The commission submitted the following proposed neutral models for ADR as prototypes for use in matters or disputes involving managed health care. A consistent theme throughout is an effort to maintain a "level playing field" for all participants. (Fully-developed models and explanations are set forth in Exhibit III of the Appendix to the report.)
Ombudspersons
A neutral third party (either from within or outside the program) is designated to receive information regarding managed health care disputes, and to confidentially investigate and propose settlement of complaints.
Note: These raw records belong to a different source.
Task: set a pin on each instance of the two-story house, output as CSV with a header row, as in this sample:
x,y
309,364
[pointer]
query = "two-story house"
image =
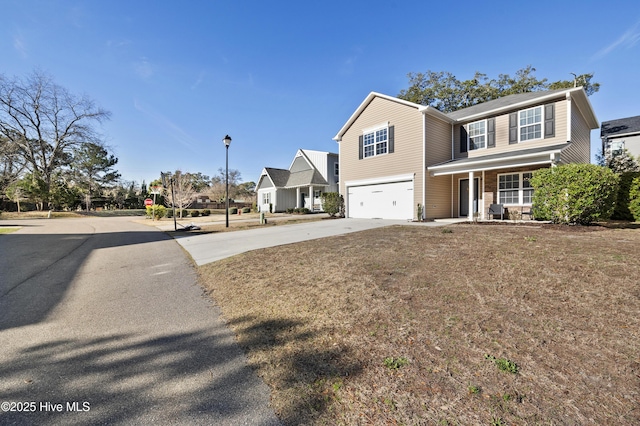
x,y
396,155
301,186
621,134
The ombudsperson may also provide information on how the dispute resolution process works.
Fact-finding
The investigation of complaint by an impartial third person (or team) who examines the complain, considers the facts ascertained and issues a nonbinding report.
Consensus-building
A process that involves the use of a neutral third party, often referred to as a convener, who assists numerous persons or groups in arriving at a consensus through a structured negotiation among chosen representatives of all stakeholders.
Mediation:
The process in which the parties discuss their disputes with an impartial person who assists them in reaching a settlement. The mediator may suggest ways of resolving the dispute but may not impose a settlement on the parties. Mediation offers the advantage of informality, with reduced time and expense needed to resolve disputes.
Arbitration:
The submission of disputes to one or more impartial persons pursuant to established procedures, generally for final and binding determination. Variants include nonbinding arbitration. There are four major types of arbitration agreements:
The concept of the timing of the agreement to arbitrate is discussed in Section XII of the draft final report (Due Process Standards) and in Exhibit III of the appendix (Alternative Dispute Resolution Models). It is worth noting, however, that the commission's unanimous view is that in disputes involving patients and/or plan subscribers, binding arbitration should be used only where the parties agree to it after a dispute arises.
ADR hybrids:
The combination of one or more ADR formats, frequently in sequence. For example: "Med/Arb" is mediation followed by arbitration in the event mediation is not successful. The number of potential ADR hybrids is virtually unlimited.
Conclusion
The commission concluded that alternative dispute resolution has a valuable role to play in the resolution of disputes arising out of the private managed health care relationship. ADR complements internal review programs, serving as the next efficient and effective step for resolving unsettled claims. ADR can function effectively as a means of external review or appeal of determinations made by managed health care organizations. It is essential, however, that ADR programs be developed with due process safeguards for the rights of all participants in the process.